The many ways in which decreasing volatility in individual health care utilization is valuable

It is a long-standing hypothesis shared by many providers that community-based interventions that improve primary care could lead to overall healthcare savings by preventing (or delaying) the occurrence of medically expensive conditions.  Rigorously proving this has been difficult, and only a few appropriately controlled studies have been published.

In a Letter to the Editor of the American Journal of Managed Care[1], my colleague Alex Brown and I commented on an earlier article[2] evaluating the impact of a community health worker (CHW) intervention on healthcare costs. The study showed no significant reduction in average cost compared to the control within a year of the intervention. However, we pointed out that it did show a large reduction in the standard deviation of the distribution of individual health care costs (by a factor of 2 from $12,844 to $6,552).  This is likely because CHWs promote primary care in individuals who would not otherwise utilize it, and at the same time prevent serious clinical issues from snowballing into medical catastrophes due to neglect and poor follow-up (Figure 1).  We then showed that even if the average cost stays the same, decreased volatility of individual health expenditures has economic value to a payer in terms of reducing reserve requirements and/or reinsurance needs. We estimated the value of the study findings using the standard Black-Scholes option pricing of an equivalent financial hedge, and the savings can be substantial (e.g. ~5% of expected cost for small groups).

VolatilityPost_Figure1

Figure 1

Although we could not mention them in the limited space of our letter, there are other sources of value that accrue to a health system as a whole from a reduction in the volatility of individual healthcare utilization because the non-cost value of suppressing the long tail of the cost distribution outweighs the increased cost from reducing chronic under-utilizers:

  1. Significant sudden surges in demand – usually caused by one or two individuals with complex, poorly controlled problems – unpredictably stress the system and tend to decrease quality of care as well as patient and provider experience. Issues range from a waiting time in the clinic that suddenly turns into a couple hours, to lack of individual attention to less acute cases because of the focus on one difficult case, to eventual physician burn out.
  1. The Lean community has long known[3] that volatility is a driver of waste and inefficiency, and that level-loaded “pull” systems are much more efficient (it is impossible to design an efficient process to produce 5 of something one day and 50 the next). Therefore, less variation in output rate leads to greater ability to optimize the efficiency of a production system. Having to build significant surge capacity in the health system infrastructure for infrequent spikes in demand from under-managed populations is thus intrinsically inefficient. This leads to the existence of mostly idle assets which are a hidden cost that is not usually imputed to the volatility of healthcare utilization, but should be.

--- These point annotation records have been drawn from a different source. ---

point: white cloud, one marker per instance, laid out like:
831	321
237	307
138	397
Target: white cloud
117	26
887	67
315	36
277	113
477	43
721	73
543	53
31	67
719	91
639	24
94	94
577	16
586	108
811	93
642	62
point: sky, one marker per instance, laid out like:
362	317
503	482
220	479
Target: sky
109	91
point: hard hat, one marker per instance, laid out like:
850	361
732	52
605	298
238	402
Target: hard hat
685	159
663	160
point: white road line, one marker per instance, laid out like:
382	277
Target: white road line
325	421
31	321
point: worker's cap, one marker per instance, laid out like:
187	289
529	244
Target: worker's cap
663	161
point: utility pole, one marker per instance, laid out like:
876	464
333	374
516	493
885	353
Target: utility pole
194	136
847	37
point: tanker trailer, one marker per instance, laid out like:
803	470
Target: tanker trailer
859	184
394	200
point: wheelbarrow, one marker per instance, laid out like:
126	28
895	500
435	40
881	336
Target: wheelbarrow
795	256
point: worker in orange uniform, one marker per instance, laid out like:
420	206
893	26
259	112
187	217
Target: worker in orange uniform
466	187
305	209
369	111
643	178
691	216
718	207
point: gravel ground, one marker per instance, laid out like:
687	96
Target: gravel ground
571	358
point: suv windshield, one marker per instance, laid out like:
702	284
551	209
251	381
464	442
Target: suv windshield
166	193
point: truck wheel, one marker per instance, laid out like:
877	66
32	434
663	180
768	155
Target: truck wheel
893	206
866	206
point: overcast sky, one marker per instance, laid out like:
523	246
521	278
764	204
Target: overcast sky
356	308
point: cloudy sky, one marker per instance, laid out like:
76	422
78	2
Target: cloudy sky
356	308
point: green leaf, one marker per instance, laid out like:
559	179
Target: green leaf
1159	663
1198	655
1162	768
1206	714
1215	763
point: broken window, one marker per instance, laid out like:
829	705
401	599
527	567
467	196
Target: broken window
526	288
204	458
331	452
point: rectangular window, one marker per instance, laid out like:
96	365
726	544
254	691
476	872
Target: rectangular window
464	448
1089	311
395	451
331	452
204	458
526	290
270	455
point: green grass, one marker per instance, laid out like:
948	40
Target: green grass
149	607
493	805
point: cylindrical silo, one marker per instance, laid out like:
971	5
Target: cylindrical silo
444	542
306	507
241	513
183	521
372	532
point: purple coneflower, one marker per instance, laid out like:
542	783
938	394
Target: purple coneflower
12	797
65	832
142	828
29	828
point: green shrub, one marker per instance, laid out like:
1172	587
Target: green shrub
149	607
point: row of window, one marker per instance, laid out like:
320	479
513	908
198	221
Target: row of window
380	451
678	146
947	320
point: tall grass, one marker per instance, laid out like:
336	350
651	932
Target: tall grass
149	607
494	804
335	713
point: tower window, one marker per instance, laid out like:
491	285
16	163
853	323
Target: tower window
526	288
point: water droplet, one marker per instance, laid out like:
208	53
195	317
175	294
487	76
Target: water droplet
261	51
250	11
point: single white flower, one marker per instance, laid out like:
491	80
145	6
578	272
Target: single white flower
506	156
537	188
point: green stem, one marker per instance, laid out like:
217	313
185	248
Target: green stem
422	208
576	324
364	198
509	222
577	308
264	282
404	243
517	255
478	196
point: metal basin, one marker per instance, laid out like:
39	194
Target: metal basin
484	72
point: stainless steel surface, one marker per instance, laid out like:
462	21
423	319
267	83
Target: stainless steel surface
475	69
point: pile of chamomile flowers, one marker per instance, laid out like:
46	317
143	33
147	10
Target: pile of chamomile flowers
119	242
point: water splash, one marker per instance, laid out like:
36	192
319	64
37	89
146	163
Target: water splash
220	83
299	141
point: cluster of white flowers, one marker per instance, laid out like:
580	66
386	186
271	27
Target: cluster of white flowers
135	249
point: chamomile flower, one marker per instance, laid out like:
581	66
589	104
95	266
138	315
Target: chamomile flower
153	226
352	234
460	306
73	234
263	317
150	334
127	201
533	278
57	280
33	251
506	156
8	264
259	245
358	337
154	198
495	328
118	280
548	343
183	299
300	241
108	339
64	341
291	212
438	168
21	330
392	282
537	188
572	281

A general overarching principle of surgical care is to aim to convert emergency cases to elective ones whenever feasible, because the associated morbidity and mortality is lower.  In some ways the same can be said across the health system – the upside from interventions that decrease the volatility of demand is broad, even if they do not result in an immediate decrease in direct care costs. Providers know this instinctively but could make the case more rigorously and forcefully along the lines sketched here.

[1] Herant M, Brown AJ. The value of decreasing health cost volatility. Am J Manag Care. 2016;22(6):448

[2] Wagner TH, Willard-Grace R, Chen E, Bodenheimer T, Thom DH. Costs for a health coaching intervention for chronic care management. Am J Manag Care. 2016;22(4):e141-e146

[3] Ohno, Taiichi. The Toyota Production System. 1978.